As the US detentions at Guantánamo enter their 13th year, the world should take the USA to task for its abject failure to live up to the international human rights standards it so often demands of others. The recent flurry of detainee transfers from Guantánamo - nine in December 2013, transfers which followed a mass hunger strike at the base during the year - cannot disguise the fact that under its flawed "law of war" framework the USA has yet to fully recognize its human rights obligations in this context, let alone apply them. Instead this US detention regime continues to undermine principles of criminal justice and remains an affront to the Universal Declaration of Human Rights and other international instruments, the very same standards against which the USA yearly assesses the human rights records of other countries.

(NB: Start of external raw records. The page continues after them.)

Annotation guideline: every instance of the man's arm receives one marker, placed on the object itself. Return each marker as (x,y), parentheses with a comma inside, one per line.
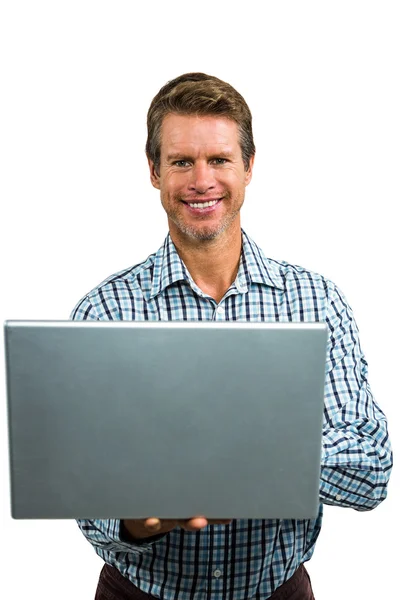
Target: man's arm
(356,452)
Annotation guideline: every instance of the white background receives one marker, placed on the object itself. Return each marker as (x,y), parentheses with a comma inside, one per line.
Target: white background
(322,81)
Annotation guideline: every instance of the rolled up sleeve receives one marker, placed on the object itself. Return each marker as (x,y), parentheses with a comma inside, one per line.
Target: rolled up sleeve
(356,452)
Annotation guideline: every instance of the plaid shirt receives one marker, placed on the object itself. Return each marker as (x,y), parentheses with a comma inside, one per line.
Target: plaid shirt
(249,558)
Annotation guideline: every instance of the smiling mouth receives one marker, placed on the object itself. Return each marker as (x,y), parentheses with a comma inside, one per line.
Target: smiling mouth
(203,204)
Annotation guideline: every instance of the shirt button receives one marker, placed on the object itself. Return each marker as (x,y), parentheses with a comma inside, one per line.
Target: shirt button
(217,573)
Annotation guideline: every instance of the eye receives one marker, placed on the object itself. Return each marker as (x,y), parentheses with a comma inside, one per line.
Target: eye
(181,163)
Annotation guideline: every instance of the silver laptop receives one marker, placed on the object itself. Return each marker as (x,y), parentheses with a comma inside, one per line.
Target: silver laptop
(168,419)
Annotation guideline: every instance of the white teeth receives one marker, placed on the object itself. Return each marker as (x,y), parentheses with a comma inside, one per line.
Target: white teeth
(203,204)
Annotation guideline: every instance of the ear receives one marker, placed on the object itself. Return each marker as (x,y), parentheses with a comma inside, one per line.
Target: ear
(154,176)
(249,172)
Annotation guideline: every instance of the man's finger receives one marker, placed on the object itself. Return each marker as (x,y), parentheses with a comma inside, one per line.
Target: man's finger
(153,524)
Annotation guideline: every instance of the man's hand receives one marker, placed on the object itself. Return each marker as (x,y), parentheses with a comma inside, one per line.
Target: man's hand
(143,528)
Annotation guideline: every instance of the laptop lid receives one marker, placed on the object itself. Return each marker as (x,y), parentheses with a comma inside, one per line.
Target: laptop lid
(168,419)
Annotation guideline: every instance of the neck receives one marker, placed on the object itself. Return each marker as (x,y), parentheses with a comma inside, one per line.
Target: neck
(212,264)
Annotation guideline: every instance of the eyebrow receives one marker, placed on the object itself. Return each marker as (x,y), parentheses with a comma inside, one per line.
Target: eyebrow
(185,156)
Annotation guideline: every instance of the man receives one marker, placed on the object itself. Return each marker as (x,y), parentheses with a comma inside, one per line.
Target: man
(200,152)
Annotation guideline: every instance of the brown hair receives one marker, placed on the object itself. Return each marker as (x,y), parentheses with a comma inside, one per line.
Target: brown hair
(198,94)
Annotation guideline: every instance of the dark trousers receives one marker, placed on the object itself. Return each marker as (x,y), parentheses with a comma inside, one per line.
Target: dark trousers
(113,586)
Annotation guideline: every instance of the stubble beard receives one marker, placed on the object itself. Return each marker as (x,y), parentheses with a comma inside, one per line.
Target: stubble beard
(207,232)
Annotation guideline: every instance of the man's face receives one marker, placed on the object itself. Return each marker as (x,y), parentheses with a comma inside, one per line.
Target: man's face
(202,178)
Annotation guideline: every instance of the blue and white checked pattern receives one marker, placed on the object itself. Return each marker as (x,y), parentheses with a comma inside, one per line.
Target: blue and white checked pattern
(249,558)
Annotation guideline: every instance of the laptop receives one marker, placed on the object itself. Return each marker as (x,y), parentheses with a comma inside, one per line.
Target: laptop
(167,419)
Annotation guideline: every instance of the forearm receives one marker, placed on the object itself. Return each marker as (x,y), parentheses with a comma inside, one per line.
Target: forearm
(108,535)
(355,469)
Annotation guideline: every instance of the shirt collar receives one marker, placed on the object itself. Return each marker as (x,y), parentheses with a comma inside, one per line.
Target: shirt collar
(253,267)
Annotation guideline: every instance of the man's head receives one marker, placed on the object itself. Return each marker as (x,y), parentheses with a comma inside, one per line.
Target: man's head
(200,151)
(202,95)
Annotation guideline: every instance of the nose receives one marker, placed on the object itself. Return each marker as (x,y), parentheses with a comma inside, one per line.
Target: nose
(202,178)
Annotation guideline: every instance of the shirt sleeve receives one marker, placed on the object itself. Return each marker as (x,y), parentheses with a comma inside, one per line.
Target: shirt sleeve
(356,451)
(106,535)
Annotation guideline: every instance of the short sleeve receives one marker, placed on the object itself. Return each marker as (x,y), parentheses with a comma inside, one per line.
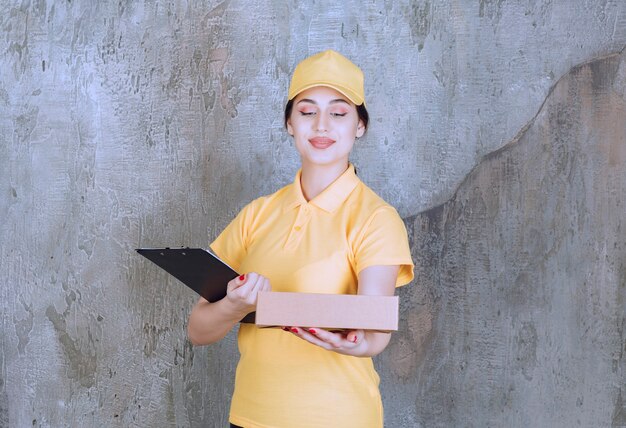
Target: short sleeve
(230,245)
(384,242)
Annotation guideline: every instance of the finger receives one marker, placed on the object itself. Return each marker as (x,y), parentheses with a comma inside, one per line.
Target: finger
(251,280)
(254,292)
(237,282)
(334,340)
(355,336)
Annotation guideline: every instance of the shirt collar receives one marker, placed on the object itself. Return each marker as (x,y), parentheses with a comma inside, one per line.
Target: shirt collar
(331,198)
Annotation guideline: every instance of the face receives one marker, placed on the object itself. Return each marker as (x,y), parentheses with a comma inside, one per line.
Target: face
(324,124)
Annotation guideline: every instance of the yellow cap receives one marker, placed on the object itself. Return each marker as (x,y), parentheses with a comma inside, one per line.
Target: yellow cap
(331,69)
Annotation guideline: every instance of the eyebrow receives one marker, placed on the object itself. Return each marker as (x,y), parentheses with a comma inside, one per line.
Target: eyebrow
(336,100)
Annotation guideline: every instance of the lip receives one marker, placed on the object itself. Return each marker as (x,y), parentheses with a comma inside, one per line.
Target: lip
(321,142)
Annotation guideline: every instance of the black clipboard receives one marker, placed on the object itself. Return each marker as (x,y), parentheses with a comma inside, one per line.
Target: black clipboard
(198,269)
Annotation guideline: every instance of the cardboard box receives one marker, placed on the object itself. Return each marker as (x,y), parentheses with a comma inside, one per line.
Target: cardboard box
(331,311)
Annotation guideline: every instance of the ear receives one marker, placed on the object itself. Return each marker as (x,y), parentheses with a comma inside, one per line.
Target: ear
(289,127)
(360,129)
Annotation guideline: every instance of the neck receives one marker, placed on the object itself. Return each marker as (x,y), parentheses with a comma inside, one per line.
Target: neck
(314,179)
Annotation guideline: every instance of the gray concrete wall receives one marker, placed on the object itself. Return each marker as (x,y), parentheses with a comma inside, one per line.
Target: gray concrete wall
(128,124)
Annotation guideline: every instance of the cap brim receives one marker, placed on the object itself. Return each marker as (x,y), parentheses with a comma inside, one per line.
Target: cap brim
(356,100)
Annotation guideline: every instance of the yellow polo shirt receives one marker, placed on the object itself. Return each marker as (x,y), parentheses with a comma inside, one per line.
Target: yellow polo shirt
(319,246)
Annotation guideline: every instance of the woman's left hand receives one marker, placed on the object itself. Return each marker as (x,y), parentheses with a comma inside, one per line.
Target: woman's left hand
(347,342)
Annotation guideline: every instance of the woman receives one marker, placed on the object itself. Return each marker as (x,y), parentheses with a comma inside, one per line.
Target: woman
(325,233)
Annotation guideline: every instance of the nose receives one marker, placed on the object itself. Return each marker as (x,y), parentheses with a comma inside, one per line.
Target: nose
(321,125)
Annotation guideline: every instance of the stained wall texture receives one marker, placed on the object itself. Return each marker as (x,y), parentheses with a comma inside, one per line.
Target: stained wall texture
(127,124)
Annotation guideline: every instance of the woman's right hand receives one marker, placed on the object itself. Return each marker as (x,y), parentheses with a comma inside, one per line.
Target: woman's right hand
(242,292)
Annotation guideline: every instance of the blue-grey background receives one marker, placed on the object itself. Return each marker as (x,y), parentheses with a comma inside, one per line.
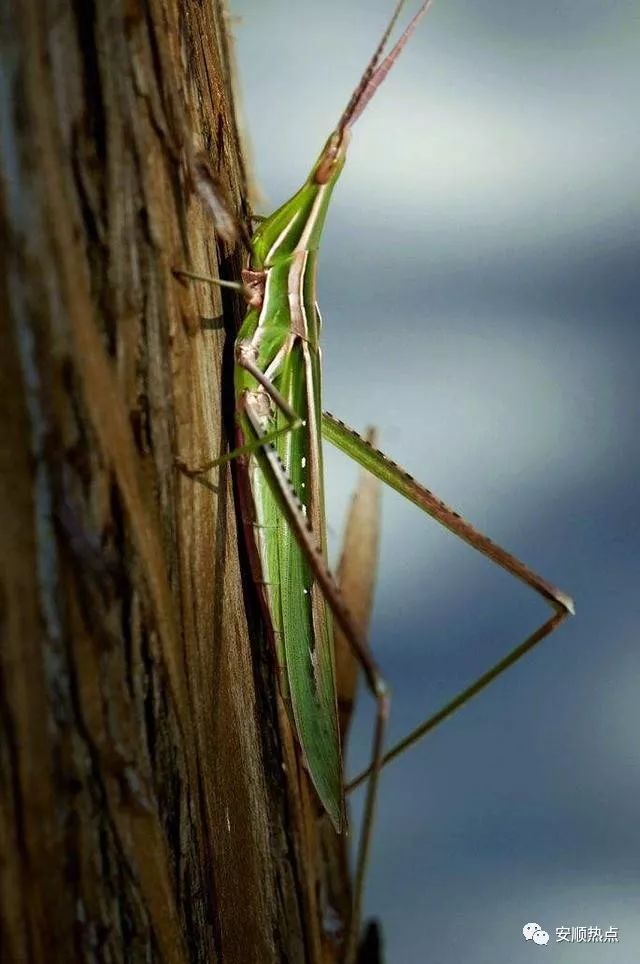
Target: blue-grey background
(480,293)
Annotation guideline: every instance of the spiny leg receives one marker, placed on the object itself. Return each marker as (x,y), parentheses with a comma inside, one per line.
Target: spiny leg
(348,441)
(284,491)
(356,575)
(245,360)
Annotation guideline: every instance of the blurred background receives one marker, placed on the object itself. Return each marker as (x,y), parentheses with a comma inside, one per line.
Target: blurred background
(480,292)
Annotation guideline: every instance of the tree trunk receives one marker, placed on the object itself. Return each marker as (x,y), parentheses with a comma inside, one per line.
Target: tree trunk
(143,810)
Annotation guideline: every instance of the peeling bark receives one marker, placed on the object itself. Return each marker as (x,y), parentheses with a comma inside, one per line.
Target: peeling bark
(151,802)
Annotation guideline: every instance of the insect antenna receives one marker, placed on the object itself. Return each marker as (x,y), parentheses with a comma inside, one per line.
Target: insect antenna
(376,71)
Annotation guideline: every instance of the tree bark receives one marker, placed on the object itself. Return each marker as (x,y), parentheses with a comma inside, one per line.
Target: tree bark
(143,810)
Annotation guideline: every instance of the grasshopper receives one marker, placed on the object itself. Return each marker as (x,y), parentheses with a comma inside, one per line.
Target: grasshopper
(280,425)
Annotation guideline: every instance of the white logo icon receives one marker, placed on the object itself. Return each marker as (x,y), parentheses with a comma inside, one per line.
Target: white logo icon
(533,932)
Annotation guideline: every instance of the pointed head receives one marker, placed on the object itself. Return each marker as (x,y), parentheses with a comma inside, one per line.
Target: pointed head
(331,161)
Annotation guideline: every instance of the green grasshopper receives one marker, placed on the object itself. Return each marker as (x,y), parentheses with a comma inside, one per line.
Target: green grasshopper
(279,429)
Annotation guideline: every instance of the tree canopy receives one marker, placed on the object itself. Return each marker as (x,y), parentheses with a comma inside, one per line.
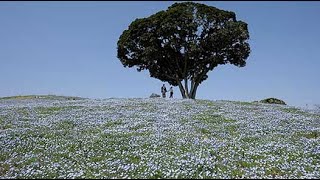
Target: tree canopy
(183,43)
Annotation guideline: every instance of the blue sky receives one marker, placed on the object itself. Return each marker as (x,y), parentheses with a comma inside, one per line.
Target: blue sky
(69,48)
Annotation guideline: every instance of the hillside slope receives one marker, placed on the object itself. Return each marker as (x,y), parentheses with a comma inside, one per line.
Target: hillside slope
(156,138)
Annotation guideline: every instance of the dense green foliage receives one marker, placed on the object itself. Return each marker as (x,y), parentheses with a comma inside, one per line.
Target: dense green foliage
(184,43)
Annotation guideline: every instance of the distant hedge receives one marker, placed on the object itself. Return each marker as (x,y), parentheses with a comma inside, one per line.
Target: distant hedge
(273,101)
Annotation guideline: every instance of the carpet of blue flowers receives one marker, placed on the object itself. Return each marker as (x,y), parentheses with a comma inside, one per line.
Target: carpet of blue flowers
(157,138)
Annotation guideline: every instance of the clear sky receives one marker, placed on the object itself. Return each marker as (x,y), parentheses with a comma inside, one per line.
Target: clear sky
(70,48)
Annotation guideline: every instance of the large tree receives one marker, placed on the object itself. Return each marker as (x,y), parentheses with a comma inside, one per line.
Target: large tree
(182,44)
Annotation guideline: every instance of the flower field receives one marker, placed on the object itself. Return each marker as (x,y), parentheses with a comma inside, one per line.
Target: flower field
(156,138)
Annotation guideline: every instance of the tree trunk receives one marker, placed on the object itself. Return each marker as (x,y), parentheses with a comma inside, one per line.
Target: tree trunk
(183,94)
(193,91)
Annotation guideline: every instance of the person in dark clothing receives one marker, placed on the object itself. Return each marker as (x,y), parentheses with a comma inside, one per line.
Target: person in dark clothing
(163,91)
(171,92)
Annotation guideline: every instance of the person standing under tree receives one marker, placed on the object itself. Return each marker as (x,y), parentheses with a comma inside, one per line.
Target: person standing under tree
(163,91)
(171,92)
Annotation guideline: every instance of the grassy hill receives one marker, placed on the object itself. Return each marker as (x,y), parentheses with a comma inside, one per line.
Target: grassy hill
(156,138)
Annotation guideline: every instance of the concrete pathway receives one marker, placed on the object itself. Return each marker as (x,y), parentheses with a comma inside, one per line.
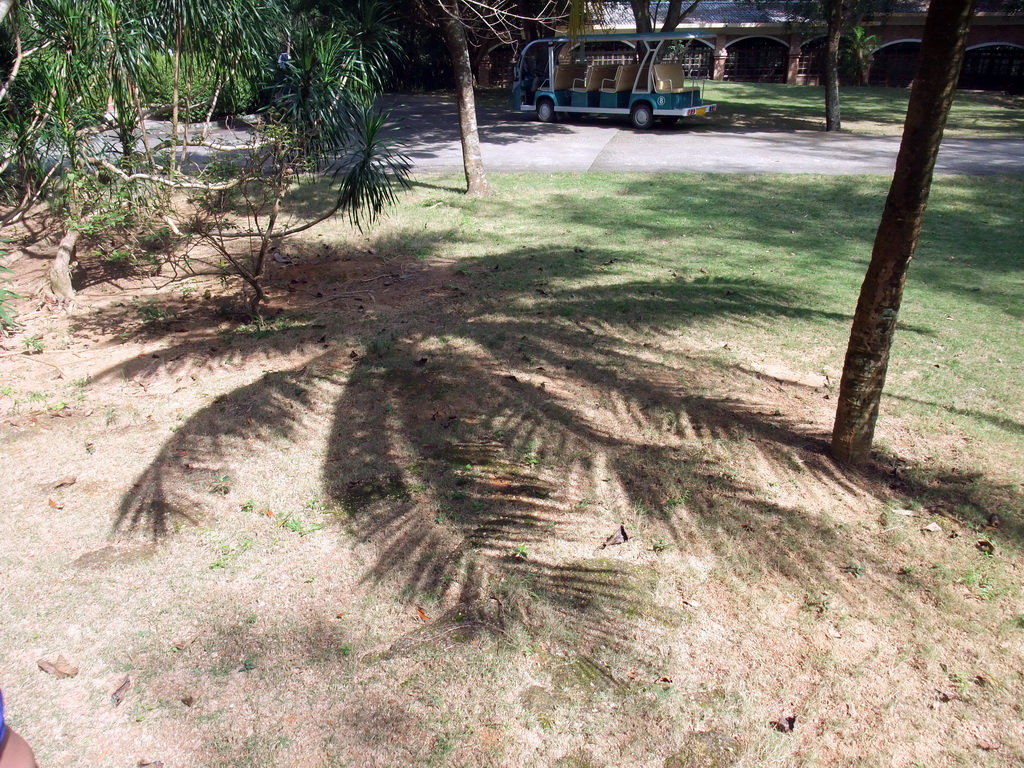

Twelve years after the first detainees were brought to Guantánamo, strapped down in planes like cargo, more than 150 men remain held there, most of them held without charge or trial. A few face trial under a military commission system that does not meet international fair trial standards.

Meanwhile, impunity for crimes under international law committed by US personnel against current and former Guantánamo detainees is a festering injustice that leaves the USA in serious violation of its international law obligations on truth, accountability and remedy.

Any other country responsible for creating and maintaining such a human rights vacuum would surely have drawn the USA's condemnation. Instead, every year that this notorious prison camp has been in operation, the USA has continued to trumpet its commitment to human rights principles.

Even as it authorized torture or other cruel, inhuman or degrading treatment against detainees held at Guantánamo and elsewhere, or denied them access to lawyers and the courts, the Bush administration criticized other countries for such abuses. Among the many targets of its criticism was the government of Cuba, including for comparable abuses against detainees committed in the very same country in which the USA was operating the Guantánamo facility.